8. Place the upper electrode over the retina center (slightly touch the photoreceptor layer). Centering the upper electrode on the retina increases the signal amplitude (up to ~20-40% as compared to placing it closer to the retina edge). Although such electrode location distorts slightly the effective light stimulus intensity reaching a small sector of the retina (~12-15% of its total area), it is still the optimal way of placing the electrode. The preparation is now ready for transretinal recordings.

4. Transretinal Recordings

1. Depending on your mouse line, record rod or M/L-cone-driven test flash responses from dim to bright intensity of calibrated 505 nm light provided from LED light source or optical stimulator. In the case of our LED light source, the flash intensity is controlled by a combination of computerized control of LED input voltage, switchable resistors, and a set of neutral density filters (we use E-Colour #211 0.9 ND film filters from Rosco Laboratories) placed between the LED and the retina. The duration of the LED test flash (20 ms) is controlled by a computer. If using a halogen bulb optical stimulator, test flash intensity and wavelength can be controlled by a set of neutral density filters and narrow band interference filters, respectively.
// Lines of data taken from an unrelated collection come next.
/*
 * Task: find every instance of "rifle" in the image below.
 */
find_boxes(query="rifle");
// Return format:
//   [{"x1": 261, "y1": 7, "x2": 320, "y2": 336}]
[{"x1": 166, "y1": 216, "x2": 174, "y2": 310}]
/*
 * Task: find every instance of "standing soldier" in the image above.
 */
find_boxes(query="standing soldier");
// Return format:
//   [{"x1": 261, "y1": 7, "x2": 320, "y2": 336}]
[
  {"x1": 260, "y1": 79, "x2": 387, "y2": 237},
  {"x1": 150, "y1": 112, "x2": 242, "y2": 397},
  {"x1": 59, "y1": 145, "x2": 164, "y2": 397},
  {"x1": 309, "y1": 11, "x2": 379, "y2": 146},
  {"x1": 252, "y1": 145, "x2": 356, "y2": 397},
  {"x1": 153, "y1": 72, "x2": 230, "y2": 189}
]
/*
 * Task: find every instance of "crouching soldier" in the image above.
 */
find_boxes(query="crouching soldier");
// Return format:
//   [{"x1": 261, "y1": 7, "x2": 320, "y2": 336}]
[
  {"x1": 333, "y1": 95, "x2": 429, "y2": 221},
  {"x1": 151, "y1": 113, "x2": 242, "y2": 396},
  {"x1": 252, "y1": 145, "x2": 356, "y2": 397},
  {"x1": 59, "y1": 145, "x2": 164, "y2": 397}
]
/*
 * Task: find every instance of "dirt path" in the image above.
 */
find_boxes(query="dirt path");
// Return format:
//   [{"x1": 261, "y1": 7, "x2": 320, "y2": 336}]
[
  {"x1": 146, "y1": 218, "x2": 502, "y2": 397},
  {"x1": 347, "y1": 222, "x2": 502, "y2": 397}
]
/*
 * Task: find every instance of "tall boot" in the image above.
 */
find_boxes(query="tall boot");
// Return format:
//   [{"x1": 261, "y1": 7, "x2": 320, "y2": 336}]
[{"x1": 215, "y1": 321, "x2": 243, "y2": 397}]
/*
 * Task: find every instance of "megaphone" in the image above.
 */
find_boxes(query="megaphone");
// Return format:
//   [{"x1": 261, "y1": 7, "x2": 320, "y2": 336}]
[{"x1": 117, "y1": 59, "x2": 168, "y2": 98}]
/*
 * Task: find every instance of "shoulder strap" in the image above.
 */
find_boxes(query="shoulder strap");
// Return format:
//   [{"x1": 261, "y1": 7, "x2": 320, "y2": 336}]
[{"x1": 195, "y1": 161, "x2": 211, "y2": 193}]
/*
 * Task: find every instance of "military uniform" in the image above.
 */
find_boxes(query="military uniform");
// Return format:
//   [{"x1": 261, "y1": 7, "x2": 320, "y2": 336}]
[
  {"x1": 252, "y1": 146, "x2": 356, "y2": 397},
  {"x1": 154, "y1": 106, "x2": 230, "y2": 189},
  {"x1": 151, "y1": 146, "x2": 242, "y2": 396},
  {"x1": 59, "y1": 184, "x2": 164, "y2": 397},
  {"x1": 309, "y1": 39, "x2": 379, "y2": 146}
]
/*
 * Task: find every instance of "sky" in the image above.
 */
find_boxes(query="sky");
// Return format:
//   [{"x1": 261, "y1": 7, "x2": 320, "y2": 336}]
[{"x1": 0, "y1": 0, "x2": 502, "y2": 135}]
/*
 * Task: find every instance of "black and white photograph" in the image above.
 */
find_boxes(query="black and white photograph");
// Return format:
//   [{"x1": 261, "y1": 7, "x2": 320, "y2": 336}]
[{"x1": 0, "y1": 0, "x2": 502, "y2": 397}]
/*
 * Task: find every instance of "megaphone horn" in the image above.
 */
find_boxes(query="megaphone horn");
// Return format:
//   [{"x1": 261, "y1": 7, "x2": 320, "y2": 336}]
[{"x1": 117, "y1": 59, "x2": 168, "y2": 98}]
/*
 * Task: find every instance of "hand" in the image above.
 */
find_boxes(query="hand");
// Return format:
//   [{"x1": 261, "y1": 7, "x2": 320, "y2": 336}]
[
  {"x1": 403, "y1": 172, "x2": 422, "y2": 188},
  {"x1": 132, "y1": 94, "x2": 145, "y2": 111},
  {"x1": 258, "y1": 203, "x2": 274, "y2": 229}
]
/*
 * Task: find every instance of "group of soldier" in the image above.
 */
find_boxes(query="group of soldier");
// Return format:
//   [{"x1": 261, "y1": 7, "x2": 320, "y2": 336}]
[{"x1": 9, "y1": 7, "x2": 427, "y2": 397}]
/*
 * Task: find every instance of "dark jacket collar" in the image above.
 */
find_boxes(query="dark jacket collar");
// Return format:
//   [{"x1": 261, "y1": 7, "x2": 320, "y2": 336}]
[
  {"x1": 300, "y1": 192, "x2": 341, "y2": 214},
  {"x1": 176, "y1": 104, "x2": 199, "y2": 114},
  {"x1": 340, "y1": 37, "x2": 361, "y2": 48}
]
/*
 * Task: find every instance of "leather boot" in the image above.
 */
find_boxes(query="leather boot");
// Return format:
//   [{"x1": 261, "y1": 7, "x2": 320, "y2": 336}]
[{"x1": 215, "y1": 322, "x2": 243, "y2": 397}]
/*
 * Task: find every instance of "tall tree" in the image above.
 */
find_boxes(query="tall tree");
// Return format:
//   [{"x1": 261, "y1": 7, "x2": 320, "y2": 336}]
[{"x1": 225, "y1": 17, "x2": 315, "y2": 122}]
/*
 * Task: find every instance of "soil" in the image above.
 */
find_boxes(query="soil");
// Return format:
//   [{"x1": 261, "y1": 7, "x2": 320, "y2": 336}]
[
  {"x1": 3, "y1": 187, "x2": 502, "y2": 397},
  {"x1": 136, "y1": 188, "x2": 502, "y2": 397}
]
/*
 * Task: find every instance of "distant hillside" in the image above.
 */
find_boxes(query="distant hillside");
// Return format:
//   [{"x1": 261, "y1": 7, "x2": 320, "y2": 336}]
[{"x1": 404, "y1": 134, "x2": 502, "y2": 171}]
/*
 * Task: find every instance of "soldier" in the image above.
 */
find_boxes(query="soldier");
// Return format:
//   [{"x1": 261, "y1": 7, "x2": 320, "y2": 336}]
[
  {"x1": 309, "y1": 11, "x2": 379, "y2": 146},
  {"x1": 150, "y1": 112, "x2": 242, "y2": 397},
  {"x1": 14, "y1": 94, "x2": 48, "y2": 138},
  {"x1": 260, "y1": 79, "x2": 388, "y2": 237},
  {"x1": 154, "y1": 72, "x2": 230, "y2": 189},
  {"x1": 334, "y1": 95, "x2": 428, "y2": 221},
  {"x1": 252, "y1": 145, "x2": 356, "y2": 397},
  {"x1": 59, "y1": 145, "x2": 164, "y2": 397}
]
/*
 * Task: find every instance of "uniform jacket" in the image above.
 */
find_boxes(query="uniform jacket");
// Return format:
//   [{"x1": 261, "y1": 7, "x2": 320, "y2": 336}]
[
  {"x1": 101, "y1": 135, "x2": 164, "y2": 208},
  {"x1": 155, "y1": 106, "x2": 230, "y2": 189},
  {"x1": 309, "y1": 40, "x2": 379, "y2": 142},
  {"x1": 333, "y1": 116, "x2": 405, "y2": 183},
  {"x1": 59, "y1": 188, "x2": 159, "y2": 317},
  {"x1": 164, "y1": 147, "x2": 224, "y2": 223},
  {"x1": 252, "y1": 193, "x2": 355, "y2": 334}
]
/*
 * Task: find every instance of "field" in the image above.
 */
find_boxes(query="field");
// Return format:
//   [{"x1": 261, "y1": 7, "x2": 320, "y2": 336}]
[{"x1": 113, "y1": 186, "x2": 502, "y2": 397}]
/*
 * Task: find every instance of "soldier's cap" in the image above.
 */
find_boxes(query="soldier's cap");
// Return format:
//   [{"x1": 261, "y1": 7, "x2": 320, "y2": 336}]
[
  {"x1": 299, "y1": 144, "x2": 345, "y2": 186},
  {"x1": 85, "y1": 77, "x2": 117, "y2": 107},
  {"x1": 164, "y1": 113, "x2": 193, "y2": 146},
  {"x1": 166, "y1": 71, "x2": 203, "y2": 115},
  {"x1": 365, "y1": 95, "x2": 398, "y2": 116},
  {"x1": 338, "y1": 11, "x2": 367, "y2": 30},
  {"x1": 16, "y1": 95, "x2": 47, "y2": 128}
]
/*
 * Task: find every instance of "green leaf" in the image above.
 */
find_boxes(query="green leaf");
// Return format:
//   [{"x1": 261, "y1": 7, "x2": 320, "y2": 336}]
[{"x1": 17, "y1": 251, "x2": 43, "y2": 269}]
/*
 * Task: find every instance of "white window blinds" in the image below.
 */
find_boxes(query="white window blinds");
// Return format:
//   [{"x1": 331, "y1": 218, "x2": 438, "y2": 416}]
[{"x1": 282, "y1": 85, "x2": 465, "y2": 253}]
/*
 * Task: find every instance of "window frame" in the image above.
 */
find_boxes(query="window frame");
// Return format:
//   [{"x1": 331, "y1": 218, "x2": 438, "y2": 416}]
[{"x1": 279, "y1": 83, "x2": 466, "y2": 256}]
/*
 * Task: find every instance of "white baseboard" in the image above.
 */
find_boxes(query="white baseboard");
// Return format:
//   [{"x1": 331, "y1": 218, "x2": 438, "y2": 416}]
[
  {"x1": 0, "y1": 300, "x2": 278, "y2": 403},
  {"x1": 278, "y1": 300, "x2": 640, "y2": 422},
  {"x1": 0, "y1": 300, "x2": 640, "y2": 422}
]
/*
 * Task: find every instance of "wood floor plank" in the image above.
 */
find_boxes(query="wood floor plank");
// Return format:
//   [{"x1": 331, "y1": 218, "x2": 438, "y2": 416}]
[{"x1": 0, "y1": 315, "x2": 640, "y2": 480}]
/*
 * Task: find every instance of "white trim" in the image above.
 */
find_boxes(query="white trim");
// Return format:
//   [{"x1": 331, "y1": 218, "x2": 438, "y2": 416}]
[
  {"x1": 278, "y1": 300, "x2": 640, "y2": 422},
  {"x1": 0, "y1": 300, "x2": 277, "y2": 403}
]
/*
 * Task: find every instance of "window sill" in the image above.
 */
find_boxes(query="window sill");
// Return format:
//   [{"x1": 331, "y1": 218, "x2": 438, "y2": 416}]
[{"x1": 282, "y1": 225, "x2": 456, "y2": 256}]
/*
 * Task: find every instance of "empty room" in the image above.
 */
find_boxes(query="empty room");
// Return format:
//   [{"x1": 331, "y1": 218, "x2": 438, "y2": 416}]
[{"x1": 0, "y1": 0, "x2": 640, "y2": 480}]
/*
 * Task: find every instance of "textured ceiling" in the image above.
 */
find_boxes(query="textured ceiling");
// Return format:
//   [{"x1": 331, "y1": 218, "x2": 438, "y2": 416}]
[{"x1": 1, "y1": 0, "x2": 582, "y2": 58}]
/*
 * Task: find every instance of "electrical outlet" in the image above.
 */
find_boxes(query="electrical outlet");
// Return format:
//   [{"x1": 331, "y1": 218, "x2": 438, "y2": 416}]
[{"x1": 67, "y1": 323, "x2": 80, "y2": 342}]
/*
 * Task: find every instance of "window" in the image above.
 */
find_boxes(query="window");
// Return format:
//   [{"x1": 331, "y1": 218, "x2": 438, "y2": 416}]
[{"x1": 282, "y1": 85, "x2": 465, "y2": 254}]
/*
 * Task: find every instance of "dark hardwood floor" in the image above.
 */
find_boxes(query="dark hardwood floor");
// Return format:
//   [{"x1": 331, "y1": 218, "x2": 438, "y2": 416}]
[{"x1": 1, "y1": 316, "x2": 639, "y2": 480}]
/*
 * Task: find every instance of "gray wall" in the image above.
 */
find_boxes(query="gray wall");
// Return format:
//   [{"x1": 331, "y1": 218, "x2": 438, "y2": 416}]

Test flash duration can be controlled by computer-driven shutters.
2. Optional: for maintaining efficient suppression of the glial component of photoresponse with BaCl₂ throughout the day, change the lower electrode solution occasionally (e.g. prior to testing each retina) by purging it using a plastic syringe filled with fresh solution.

5. Representative Results

Solutions

1. Mouse retina perfusion solution: 112.5 mM NaCl, 3.6 mM KCl, 2.4 mM MgCl₂, 1.2 mM CaCl₂, 10 mM HEPES (pH 7.2), 20 mM NaHCO₃, 3 mM Na succinate, 0.5 mM Na glutamate, 0.02 mM EDTA, and 10 mM glucose. In addition, the solution is supplemented with 2 mM L-glutamate and 10 μM DL-AP-4 to block higher order components of the photoresponse^10,11, and with 0.1% MEM vitamins and MEM amino acids solutions (Sigma) to improve retina viability.
2. Mouse electrode solution: 140 mM NaCl, 3.6 mM KCl, 2.4 mM MgCl₂, 1.2 mM CaCl₂, 3 mM HEPES (pH 7.4, NaOH). The solution in the lower electrode space also contains 2 mM L-glutamate to block the synaptic transmission¹⁰ and, in addition, 10 mM BaCl₂ to suppress the glial component of the photoresponse^3,12.
3. Retina incubation solution: dissolve 272 mg L-15 medium (Sigma) and 20 mg BSA in 20 mL deionized water. Final L-15 and BSA concentrations are 13.6 mg/mL and 1 mg/mL, respectively. Adjust pH to 7.4 with 1 M HCl.
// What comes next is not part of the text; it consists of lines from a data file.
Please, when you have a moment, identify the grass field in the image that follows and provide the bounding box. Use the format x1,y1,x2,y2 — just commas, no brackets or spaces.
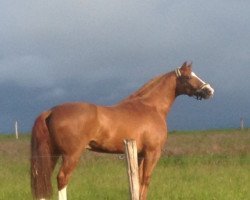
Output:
0,130,250,200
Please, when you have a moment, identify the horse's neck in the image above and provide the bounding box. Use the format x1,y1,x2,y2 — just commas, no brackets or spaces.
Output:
122,72,176,115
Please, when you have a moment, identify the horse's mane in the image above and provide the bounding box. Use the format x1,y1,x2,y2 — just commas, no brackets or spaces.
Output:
125,74,166,100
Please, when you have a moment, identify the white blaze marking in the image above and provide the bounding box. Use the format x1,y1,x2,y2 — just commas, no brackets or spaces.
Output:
191,72,205,84
58,186,67,200
191,72,214,96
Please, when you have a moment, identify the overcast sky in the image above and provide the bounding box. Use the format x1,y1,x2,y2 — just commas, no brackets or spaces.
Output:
0,0,250,133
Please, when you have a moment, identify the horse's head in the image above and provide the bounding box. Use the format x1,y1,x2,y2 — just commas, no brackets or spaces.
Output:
175,62,214,100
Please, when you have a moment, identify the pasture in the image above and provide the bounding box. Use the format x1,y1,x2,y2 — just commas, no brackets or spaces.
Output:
0,129,250,200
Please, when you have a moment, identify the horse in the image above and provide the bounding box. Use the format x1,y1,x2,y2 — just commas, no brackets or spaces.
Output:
30,62,214,200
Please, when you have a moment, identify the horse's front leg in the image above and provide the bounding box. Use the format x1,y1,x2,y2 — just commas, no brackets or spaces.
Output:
140,148,161,200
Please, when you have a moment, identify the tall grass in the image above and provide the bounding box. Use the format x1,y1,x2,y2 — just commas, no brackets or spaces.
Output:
0,131,250,200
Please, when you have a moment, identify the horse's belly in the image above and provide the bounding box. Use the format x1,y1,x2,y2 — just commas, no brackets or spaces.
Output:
86,140,124,154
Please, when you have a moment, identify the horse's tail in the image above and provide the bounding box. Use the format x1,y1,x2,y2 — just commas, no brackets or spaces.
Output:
30,111,52,199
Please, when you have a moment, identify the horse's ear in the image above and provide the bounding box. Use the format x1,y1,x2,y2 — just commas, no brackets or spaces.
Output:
181,61,193,68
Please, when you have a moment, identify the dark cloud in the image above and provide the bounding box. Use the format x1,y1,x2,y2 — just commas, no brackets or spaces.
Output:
0,0,250,131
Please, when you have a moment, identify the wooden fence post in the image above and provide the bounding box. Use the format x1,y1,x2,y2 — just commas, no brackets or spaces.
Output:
240,117,244,130
124,140,139,200
15,121,18,139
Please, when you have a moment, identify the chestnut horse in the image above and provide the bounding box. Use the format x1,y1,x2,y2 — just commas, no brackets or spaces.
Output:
31,62,214,200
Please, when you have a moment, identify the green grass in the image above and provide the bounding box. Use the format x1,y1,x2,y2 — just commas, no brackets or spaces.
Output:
0,131,250,200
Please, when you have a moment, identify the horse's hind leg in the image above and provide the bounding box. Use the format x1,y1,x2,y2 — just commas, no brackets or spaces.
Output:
57,151,81,200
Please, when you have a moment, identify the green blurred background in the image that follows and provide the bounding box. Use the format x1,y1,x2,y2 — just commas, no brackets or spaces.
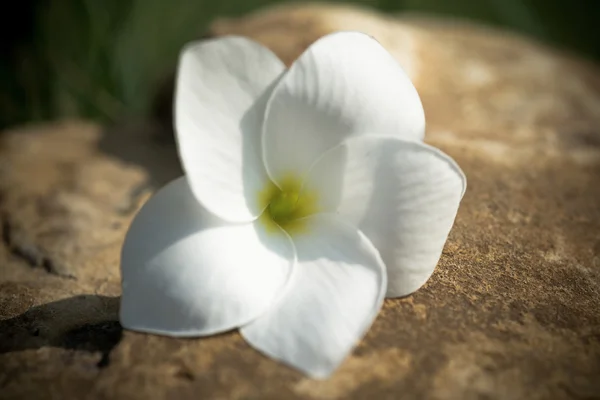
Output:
0,0,600,128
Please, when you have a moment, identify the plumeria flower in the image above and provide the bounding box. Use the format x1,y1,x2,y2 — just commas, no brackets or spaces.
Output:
120,32,466,378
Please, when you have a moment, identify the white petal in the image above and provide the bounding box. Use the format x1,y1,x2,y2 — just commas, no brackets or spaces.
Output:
120,178,294,336
175,37,284,222
263,32,425,182
305,136,466,297
241,215,386,378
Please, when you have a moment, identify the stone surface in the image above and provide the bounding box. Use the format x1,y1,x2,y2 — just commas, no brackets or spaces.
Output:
0,5,600,400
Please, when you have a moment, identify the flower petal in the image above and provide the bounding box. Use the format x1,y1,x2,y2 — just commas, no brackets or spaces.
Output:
241,215,386,378
263,32,425,182
175,37,284,222
120,178,294,336
305,136,466,297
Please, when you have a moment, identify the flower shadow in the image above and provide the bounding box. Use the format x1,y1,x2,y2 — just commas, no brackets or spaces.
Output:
0,295,123,368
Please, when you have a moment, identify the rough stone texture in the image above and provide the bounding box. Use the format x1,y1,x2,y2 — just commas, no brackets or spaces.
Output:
0,6,600,400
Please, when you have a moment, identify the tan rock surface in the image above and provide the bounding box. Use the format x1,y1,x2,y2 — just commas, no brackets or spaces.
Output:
0,6,600,400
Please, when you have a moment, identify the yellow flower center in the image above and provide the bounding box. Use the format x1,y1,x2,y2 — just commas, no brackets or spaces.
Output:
259,176,317,235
Figure 1. Schematic diagram showing the isolation of mouse retina for transretinal ERG recordings.

Figure 2. Photograph of the perfusion chamber and recording electrodes with their holders. Red arrows indicate the direction of perfusion flow.

Figure 3. Schematic diagram of the experimental setup for transretinal ERG recordings. Red arrows indicate the direction of perfusion flow.

Figure 4. Representative results: recorded family of mouse rod-driven transretinal responses. Photoresponses were low-pass filtered at 30 Hz (8-pole Bessel), digitized at 1 kHz and stored on a computer for further analysis. Shown traces represent averages of 5-6 responses at dim light intensities and 2-3 responses at saturating light intensities.

Figure 5. Representative results: recorded family of mouse cone-driven transretinal responses. Photoresponses were low-pass filtered at 30 Hz (8-pole Bessel), digitized at 1 kHz and stored on a computer for further analysis. Shown traces are averages of 5-10 responses at dim light intensities and 3-5 responses at saturating light intensities.